Mi immedesimo in ciascuna di loro, come fa Caterina. Certo, la protagonista del mio romanzo lo fa in modo totale. Io mi limito a chiudere gli occhi e a immaginare come agirei, come parlerei, come penserei in quel tempo, con quel modo di vita, in quella situazione personale. C’è dietro un po’ di ricerca: mi documento su quali sono gli oggetti, gli abiti, i cibi che fanno parte della vita quotidiana delle diverse protagoniste, sugli eventi storici accaduti in quegli anni. Il fatto di usare la prima persona forse rafforza l’immedesimazione, ma quello che davvero incide è il punto di vista.
Metti in esergo una citazione di Ovidio dalle Metamorfosi, “Tutto cambia, nulla perisce”, era questa l’idea di mondo che volevi tramettere al lettore con questa storia?
Sì, nel senso che volevo trasmettere l’idea di vita che fluisce e unisce gli esseri umani, in questo caso le donne. Un’energia vitale che unisce nel tempo e nello spazio, una solidarietà tra generazioni, un dialogo attraverso i secoli. Qualcosa che non finisce mai, che ci possa far sperare che i nostri sforzi, l’amore, il dolore, tutto ciò che abbiamo vissuto non sarà vano perché ci sarà sempre qualcuno dopo di noi a prendere il testimone. A un certo punto, Caterina scrive: “Non è l’immortalità che cerco”; ma si riferisce a se stessa, perché in realtà quest’idea che le dà forza è qualcosa che evoca l’immortalità dell’umanità. Sempre che una bomba nucleare non ci distrugga tutti.
A un certo punto scrivi una frase che mi è sembrata molto giusta: Ogni malato è malato a modo suo.
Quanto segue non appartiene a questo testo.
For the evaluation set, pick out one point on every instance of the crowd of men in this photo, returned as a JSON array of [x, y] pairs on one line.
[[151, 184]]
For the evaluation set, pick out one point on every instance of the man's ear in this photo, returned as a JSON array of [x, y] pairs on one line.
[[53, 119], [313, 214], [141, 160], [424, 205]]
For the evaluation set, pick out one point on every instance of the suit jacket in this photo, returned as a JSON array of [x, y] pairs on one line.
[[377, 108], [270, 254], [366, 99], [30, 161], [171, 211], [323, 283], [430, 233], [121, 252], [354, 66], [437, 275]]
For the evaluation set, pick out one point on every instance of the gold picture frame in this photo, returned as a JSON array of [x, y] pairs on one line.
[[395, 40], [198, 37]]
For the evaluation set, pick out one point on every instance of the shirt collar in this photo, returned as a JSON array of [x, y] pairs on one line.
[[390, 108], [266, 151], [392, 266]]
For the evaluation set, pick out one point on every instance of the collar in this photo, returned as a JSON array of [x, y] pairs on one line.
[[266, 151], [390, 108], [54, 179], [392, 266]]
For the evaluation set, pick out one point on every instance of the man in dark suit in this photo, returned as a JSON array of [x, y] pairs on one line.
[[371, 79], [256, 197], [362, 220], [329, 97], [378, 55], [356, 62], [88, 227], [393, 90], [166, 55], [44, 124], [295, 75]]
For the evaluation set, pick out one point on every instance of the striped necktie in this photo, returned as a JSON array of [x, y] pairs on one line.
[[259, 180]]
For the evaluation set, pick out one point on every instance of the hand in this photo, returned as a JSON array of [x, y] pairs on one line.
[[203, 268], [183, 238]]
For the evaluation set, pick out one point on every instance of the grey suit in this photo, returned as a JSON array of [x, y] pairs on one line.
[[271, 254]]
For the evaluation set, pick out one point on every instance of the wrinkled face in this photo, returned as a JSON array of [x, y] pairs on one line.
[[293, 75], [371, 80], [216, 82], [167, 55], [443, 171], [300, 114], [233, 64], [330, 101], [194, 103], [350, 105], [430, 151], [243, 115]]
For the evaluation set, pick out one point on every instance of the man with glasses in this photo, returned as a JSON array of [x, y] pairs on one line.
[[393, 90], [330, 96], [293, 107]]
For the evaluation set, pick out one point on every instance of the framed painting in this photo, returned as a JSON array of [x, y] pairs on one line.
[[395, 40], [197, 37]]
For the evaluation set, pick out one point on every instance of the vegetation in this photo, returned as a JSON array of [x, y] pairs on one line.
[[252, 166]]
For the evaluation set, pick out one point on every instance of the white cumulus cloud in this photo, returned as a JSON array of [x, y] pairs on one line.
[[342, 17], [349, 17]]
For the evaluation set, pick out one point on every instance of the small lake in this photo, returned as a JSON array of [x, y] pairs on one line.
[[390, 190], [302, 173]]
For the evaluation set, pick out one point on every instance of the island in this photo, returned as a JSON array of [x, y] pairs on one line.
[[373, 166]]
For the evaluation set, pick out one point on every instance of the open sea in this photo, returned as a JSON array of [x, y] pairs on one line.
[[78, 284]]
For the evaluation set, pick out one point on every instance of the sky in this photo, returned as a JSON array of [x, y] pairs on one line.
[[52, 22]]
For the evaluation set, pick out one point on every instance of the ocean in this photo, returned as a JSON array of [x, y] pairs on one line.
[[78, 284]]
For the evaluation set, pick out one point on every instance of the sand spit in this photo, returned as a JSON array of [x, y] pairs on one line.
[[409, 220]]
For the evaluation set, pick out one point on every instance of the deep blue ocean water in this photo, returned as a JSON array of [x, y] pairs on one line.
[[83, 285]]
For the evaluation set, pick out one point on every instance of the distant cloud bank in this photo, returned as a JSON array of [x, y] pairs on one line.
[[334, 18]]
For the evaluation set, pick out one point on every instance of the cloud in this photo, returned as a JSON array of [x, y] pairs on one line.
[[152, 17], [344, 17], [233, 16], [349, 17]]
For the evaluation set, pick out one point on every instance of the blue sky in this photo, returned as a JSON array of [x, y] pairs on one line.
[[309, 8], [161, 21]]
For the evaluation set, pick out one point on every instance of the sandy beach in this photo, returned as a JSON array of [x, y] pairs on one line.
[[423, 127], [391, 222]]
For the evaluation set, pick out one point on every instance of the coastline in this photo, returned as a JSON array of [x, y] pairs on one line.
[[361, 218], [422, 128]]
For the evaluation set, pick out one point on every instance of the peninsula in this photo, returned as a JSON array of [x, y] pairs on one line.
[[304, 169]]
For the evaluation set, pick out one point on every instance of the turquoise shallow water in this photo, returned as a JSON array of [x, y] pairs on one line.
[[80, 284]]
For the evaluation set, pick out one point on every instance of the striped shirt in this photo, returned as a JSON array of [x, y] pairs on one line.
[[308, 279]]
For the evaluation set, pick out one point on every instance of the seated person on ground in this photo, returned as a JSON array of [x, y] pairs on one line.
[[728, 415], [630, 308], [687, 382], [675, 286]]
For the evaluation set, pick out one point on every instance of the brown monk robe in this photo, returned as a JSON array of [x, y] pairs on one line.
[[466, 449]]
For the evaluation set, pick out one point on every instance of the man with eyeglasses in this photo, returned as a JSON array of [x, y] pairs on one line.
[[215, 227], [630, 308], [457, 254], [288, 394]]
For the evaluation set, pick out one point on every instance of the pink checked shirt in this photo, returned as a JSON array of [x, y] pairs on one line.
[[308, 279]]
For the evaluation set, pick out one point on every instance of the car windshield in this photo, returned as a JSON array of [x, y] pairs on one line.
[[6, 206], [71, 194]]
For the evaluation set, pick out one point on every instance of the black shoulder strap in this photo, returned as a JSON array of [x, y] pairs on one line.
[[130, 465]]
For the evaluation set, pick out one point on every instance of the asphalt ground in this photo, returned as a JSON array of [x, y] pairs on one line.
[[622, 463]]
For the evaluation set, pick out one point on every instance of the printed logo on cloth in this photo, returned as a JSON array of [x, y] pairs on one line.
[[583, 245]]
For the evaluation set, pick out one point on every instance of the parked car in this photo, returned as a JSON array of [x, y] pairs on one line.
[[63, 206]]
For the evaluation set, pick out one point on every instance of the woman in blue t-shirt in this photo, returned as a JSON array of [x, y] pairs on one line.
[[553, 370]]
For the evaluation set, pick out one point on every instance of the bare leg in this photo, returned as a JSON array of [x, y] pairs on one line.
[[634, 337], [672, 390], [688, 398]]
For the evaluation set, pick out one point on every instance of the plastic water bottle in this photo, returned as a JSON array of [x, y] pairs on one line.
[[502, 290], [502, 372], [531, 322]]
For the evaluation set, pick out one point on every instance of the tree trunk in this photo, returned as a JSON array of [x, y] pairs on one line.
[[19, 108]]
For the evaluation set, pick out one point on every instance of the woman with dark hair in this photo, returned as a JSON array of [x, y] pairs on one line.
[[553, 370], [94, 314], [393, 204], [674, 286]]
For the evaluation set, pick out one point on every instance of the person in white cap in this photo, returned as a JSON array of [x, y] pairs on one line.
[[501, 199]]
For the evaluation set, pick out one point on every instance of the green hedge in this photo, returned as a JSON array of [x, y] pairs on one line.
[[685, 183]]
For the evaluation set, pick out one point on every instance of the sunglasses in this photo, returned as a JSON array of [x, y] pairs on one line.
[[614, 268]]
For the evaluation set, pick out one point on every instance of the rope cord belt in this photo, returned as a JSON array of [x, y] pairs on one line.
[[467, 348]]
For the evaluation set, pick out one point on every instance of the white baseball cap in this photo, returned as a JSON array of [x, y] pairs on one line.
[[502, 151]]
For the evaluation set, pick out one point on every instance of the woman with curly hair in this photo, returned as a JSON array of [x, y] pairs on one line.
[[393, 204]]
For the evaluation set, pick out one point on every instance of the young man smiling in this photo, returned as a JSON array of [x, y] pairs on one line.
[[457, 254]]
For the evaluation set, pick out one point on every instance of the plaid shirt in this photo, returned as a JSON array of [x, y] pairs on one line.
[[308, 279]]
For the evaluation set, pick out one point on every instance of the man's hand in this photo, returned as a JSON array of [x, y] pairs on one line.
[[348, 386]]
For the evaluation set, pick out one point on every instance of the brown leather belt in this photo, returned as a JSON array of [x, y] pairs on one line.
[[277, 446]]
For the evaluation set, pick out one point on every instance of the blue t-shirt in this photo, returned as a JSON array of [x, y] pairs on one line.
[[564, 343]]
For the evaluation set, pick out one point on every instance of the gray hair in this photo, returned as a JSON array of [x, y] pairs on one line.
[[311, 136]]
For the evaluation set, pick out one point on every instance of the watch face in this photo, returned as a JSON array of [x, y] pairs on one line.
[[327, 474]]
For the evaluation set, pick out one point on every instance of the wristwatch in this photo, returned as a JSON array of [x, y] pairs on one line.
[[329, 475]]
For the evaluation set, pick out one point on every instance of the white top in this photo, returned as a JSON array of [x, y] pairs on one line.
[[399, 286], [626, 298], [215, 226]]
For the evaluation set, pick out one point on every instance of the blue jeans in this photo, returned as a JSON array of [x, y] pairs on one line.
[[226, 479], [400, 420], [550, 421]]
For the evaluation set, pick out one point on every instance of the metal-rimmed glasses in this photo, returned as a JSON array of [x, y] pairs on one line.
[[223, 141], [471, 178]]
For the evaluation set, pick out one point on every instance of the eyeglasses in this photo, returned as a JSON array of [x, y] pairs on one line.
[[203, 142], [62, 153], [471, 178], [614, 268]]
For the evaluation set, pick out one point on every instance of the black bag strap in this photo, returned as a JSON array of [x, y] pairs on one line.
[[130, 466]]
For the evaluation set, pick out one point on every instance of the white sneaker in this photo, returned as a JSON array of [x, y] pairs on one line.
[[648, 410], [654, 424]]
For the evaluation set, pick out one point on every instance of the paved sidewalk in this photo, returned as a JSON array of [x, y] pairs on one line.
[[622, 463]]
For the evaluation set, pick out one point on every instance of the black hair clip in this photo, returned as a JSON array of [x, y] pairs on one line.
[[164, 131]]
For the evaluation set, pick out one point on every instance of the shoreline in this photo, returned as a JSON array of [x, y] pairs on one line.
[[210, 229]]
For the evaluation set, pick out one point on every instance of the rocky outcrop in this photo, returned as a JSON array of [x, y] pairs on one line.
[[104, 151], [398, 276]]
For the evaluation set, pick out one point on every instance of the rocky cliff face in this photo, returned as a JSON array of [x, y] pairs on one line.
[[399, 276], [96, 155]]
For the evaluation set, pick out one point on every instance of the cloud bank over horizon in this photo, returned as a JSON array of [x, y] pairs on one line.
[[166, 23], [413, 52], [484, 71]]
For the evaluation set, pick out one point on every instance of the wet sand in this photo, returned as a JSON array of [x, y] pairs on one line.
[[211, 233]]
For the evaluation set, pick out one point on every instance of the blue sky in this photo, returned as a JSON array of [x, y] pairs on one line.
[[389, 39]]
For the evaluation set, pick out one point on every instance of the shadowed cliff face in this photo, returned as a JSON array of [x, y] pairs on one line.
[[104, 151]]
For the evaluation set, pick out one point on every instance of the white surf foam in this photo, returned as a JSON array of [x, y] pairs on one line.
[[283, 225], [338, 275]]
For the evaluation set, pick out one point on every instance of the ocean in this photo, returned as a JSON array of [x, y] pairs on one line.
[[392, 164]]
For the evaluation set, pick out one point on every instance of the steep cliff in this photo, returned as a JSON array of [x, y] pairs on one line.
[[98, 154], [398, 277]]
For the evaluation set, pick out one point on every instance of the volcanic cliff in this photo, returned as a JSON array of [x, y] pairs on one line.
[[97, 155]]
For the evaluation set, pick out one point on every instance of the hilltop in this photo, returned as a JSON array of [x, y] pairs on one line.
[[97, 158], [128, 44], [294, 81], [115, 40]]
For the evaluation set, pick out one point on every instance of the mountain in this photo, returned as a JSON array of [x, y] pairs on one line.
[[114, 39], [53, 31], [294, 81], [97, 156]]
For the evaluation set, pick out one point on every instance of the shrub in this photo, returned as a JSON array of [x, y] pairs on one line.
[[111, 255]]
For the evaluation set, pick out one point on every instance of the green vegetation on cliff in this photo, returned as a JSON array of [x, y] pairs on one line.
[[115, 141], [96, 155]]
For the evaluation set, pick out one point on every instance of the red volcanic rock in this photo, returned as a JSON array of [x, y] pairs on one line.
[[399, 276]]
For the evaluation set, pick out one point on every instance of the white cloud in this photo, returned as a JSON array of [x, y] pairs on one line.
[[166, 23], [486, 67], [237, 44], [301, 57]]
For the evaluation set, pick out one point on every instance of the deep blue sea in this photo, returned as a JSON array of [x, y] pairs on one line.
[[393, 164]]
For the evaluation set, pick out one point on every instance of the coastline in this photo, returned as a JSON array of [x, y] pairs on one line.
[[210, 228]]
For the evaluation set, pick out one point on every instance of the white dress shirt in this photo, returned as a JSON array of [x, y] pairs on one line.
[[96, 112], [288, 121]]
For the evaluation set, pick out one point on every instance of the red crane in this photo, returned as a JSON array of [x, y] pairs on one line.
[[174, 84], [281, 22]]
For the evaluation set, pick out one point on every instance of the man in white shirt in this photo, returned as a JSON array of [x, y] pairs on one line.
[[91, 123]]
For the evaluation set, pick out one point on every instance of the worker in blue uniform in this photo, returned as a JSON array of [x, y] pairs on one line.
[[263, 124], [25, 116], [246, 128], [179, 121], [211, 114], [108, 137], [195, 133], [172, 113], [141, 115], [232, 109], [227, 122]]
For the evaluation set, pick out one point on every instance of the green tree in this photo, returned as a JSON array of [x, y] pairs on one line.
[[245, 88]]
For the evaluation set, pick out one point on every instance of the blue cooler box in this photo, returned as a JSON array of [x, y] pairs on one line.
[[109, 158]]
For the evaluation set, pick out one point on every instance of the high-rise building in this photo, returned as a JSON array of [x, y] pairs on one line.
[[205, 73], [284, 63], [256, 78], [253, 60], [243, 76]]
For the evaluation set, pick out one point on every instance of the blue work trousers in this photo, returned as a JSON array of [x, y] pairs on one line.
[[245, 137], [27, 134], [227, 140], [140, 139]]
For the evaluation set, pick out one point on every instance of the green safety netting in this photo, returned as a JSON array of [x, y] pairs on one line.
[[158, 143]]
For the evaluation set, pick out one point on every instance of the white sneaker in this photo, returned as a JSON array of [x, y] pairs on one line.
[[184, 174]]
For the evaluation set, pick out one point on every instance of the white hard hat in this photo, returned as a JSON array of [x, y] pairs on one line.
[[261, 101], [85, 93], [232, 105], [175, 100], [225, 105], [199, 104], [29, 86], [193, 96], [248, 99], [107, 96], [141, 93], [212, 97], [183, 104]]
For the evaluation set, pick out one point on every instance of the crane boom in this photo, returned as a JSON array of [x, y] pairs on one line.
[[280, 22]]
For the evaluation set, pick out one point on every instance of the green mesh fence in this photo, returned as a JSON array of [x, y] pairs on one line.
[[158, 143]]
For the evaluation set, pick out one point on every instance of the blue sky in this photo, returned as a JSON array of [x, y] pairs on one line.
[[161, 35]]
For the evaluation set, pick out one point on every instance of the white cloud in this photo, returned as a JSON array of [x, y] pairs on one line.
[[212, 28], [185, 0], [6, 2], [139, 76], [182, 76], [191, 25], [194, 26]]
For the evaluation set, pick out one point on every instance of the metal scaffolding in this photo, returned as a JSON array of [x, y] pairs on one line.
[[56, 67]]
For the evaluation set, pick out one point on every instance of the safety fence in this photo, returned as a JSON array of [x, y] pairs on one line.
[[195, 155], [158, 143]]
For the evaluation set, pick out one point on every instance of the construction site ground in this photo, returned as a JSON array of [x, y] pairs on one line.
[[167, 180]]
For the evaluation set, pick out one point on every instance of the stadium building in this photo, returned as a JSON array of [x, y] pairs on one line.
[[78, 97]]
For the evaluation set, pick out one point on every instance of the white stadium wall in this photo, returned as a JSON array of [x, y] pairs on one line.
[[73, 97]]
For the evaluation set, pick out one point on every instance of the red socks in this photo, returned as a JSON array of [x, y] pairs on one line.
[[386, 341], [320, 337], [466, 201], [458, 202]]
Un po’ come l’infelicità famigliare in Tolstoj…
Esatto, è proprio un riferimento all’incipit di Anna Karenina di Tolstoj, “Tutte le famiglie felici si somigliano; ogni famiglia infelice è invece infelice a modo suo”. Ognuno ha un modo diverso di affrontare il dolore. Per quanto riguarda la malattia, e la sofferenza, la paura che essa provoca. C’è chi si chiude in se stesso, chi invece ne parla a tutti. C’è chi nasconde la malattia e chi la esibisce, come la ragazza con la testa calva decorata con l’henné che Caterina vede in ospedale. Non c’è un modo giusto o un modo sbagliato di reagire. Direi che tutto quello che aiuta, sempre nel rispetto del prossimo, va bene.
Scrivere professionalmente sui quotidiani ti ha aiutato a realizzare i tuoi romanzi di narrativa, oppure no?
Certo, il fatto di essere giornalista della stampa scritta mi ha aiutato perché sono abituata a scrivere cercando di essere chiara e comprensibile. Questo influisce probabilmente sul fatto che prediligo uno stile asciutto. E che so tagliare quando è necessario. Ma la tecnica narrativa è diversa da quella giornalistica. Per dirne una: invece di dire tutto nella prima frase – con la famosa regola delle cinque W, Who, What, Where, When, Why, fondamentale in un articolo giornalistico – in un romanzo bisogna creare un po’ di attesa per farsi leggere fino in fondo.